How the system works
To solve the problem, the team broke the approach into several phases. The researchers defined a set of grasps that describe the way the object is grasped by the human hand. The types of grasps were defined as “on-open-palm,” “pinch-bottom,” “pinch-top,” “pinch-side,” and “lifting.”
“Humans hand objects over in different ways,” the researchers write. “They can present the object on their palm or use a pinch grasp and present the object in different orientations. Our system can determine which grasp a human is using and adapt accordingly, enabling a reactive human-robot handover. If the human hand isn’t holding anything, it could be either waiting for the robot to handover an object or just doing nothing specific.
Then they created a dataset of 151,551 images that covered eight subjects with various hand shapes and hand poses using an Azure Kinect RGBD camera. “Specifically, we show an example image of a hand grasp to the subject, and record the subject performing similar poses from twenty to sixty seconds. The whole sequence of images are therefore labeled as the corresponding human grasp category. During the recording, the subject can move his/her body and hand to different positions to diversify the camera viewpoints. We record both left and right hands for each subject.”

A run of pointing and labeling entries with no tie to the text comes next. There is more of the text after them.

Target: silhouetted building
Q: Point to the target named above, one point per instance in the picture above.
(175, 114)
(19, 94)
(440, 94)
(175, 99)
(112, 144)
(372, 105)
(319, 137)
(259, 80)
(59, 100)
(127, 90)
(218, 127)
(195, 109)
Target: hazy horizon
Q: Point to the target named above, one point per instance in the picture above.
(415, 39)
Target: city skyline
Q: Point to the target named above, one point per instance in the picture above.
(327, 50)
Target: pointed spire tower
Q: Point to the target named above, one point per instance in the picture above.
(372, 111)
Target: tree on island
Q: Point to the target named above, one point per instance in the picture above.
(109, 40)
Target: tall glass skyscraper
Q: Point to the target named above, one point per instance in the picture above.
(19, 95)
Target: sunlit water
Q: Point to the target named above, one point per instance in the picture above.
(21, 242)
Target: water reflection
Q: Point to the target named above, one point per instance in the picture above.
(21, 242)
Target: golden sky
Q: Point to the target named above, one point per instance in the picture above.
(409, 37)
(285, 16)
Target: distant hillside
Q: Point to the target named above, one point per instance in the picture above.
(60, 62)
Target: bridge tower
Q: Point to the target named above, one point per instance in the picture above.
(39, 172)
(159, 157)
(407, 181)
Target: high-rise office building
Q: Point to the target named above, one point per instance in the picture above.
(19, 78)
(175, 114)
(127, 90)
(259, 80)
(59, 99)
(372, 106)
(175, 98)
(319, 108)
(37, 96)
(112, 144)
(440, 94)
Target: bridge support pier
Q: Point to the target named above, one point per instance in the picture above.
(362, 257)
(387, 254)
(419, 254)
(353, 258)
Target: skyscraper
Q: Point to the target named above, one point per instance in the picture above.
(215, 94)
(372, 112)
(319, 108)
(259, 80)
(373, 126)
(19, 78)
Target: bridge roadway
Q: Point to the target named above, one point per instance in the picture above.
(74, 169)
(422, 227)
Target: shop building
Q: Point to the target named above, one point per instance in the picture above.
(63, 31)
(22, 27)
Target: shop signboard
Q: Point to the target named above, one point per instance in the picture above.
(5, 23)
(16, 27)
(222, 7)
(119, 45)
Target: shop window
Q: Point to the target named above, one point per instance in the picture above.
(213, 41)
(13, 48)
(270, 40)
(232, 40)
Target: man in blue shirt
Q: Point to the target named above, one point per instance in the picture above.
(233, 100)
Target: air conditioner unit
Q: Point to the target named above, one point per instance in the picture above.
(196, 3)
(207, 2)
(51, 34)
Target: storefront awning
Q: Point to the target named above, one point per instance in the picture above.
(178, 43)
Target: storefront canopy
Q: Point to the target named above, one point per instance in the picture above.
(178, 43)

Finally, the robot adjusts its orientation and trajectory based on the human grasp. NVIDIA did this by training a human grasp classification network using PointNet++. Instead of using convolutional neural networks on depth images, the researchers used PointNet++ for its efficiency and success on robotics applications such as marker-less teleoperation systems and grasps generation.
The handover task is modeled as a Robust Logical-Dynamical System. This is an existing approach that generates motion plans that avoid contact between the gripper and the human hand given the human grasp classification. The system was trained using one NVIDIA TITAN X GPU with CUDA 10.2 and the PyTorch framework. The testing was done with one NVIDIA RTX 2080 Ti GPU.
Future improvements of human-to-robot handovers
To test their system, the researchers used two Franka Emika cobot arms to take colored blocks from a human’s grasp. The robot arms were set up on identical tables in different locations. According to the researchers, the system had a grasp success of 100% and a planning success rate of 64.3%. It took 17.34 seconds to plan and execute actions versus the 20.93 seconds of a comparable system.
However, the researchers admit a limitation of their approach is it applies only to a single set of grasp types. In the future, the system will learn different grasp types from data instead of using manually-specified rules.
“In general, our definition of human grasps covers 77% of the user grasps even before they know the ways of grasps defined in our system,” wrote the researchers. “While our system can deal with most of the unseen human grasps, they tend to lead to higher uncertainty and sometimes would cause the robot to back off and replan. … This suggests directions for future research; ideally we would be able to handle a wider range of grasps that a human might want to use.”